Bushra Bibi is a co-accused along with her husband in the Al-Qadir Trust case. The couple is accused of receiving financial help from a land developer to establish a university in which they are trustees.
‘Double standards of justice’
Chairing a cabinet meeting on Friday, Prime Minister Shehbaz Sharif said while other politicians faced trials and tough handling by the courts, Khan was given a “privileged treatment”, calling it a “death of justice”.
“When he was presented in court yesterday [May 11], the chief justice said it is good to see you. He said this in a case of corruption. If you want to keep favouring this laadla [pampered in Urdu], then you should also release all the dacoits behind bars in the country. Let this be a free for all,” Sharif said.
“These are the double standards of justice,” he added.
On Sunday, federal Information Minister Marriyum Aurangzeb told Al Jazeera Khan was “invited” to the court for a hearing and not summoned.
“[When] we were jailed on false cases, our hearing was never heard in the court for a year, for eight months, for six months but Mr Khan did not go to the court, Mr Khan was invited to the court in a Mercedes Benz,” she said.
“When Mr Khan went there … the Supreme Court gave him bail and said it was really happy to see him and then wished him good luck.”
Aurangzeb said the Islamabad High Court, which granted the two-week bail to Khan on Friday, was “under the influence of the Supreme Court”.
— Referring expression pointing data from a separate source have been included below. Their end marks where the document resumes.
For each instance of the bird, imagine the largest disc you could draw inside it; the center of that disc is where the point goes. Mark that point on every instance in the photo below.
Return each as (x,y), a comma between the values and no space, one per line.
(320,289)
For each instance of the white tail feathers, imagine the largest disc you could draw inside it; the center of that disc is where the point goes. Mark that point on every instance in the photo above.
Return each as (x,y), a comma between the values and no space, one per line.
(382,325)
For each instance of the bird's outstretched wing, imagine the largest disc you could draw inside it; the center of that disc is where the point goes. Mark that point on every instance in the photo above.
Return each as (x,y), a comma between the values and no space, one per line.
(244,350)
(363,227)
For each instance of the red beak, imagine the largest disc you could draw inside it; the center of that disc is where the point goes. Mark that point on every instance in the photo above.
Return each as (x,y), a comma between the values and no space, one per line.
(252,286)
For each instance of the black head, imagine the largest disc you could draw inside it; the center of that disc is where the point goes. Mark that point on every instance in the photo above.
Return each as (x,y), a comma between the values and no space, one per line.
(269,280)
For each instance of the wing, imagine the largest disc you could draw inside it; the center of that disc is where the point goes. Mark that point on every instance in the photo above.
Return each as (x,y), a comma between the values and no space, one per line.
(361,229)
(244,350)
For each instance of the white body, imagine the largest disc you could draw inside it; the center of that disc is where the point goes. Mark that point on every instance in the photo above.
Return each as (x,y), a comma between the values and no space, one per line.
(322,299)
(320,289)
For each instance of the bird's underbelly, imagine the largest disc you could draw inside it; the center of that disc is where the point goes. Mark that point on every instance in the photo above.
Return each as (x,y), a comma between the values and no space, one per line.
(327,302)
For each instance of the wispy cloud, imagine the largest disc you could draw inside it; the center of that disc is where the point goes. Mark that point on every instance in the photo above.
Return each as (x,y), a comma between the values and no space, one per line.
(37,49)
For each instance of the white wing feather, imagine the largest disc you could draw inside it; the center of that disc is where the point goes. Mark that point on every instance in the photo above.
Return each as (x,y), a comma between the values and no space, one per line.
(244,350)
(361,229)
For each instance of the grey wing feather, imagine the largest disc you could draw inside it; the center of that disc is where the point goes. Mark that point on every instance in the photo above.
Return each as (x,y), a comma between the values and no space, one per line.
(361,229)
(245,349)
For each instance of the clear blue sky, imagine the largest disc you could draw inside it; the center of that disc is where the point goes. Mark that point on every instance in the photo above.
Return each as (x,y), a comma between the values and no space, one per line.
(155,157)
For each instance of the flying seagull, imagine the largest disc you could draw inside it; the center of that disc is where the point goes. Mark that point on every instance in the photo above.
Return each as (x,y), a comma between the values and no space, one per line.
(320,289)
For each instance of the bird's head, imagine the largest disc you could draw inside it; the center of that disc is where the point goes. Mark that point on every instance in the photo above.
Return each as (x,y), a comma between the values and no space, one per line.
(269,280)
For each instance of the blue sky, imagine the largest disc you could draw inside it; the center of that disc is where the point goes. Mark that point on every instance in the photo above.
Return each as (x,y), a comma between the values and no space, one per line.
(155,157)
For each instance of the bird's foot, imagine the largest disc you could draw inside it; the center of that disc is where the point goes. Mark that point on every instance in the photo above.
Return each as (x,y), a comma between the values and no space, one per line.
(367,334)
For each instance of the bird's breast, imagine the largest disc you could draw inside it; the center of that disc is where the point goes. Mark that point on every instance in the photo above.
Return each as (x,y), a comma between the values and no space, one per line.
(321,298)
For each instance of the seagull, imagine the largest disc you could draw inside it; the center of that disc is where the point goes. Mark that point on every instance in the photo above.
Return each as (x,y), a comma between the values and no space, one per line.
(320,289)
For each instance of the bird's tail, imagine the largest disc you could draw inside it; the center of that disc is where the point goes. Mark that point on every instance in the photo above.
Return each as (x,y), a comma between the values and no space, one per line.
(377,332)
“He [Khan] can’t be arrested in any other case in any new investigation, the existing cases are all shut down or given bails. Where does this happen,” she told Al Jazeera.
Maryam Nawaz Sharif, a senior Pakistan Muslim League-Nawaz leader and niece of Prime Minister Sharif, said Chief Justice Bandial was the “most responsible” for the deadly riots that broke out after Khan’s arrest.
“You should leave the post of the chief justice and join [Khan’s party],” she tweeted last week.
So without any investigation into who was responsible for arson on government building or dozens of deaths of unarmed protesters by bullet wounds , around 7000 PTI workers , leadership and our women have been jailed with plans to ban the largest and only federal party in Pak .… pic.twitter.com/7p8uiPaYhc
— Imran Khan (@ImranKhanPTI) May 15, 2023
In the many rallies that Khan has held to demand early elections since his removal from power more than a year ago, he has lauded the Supreme Court and called Bandial his “only hope” for saving the country’s constitution.
Bandial’s tenure as chief justice ends in September this year.
Reza Ali, a constitutional expert, said it was not clear what the ruling alliance was trying to achieve by attacking the top court.
“If they think it will force the chief justice to take a step back, I don’t think it will happen. Instead, it will have an opposite impact. This might end up uniting the court and all the polarisation that we hear about in the ranks [of the judiciary], it may entirely end,” he told Al Jazeera.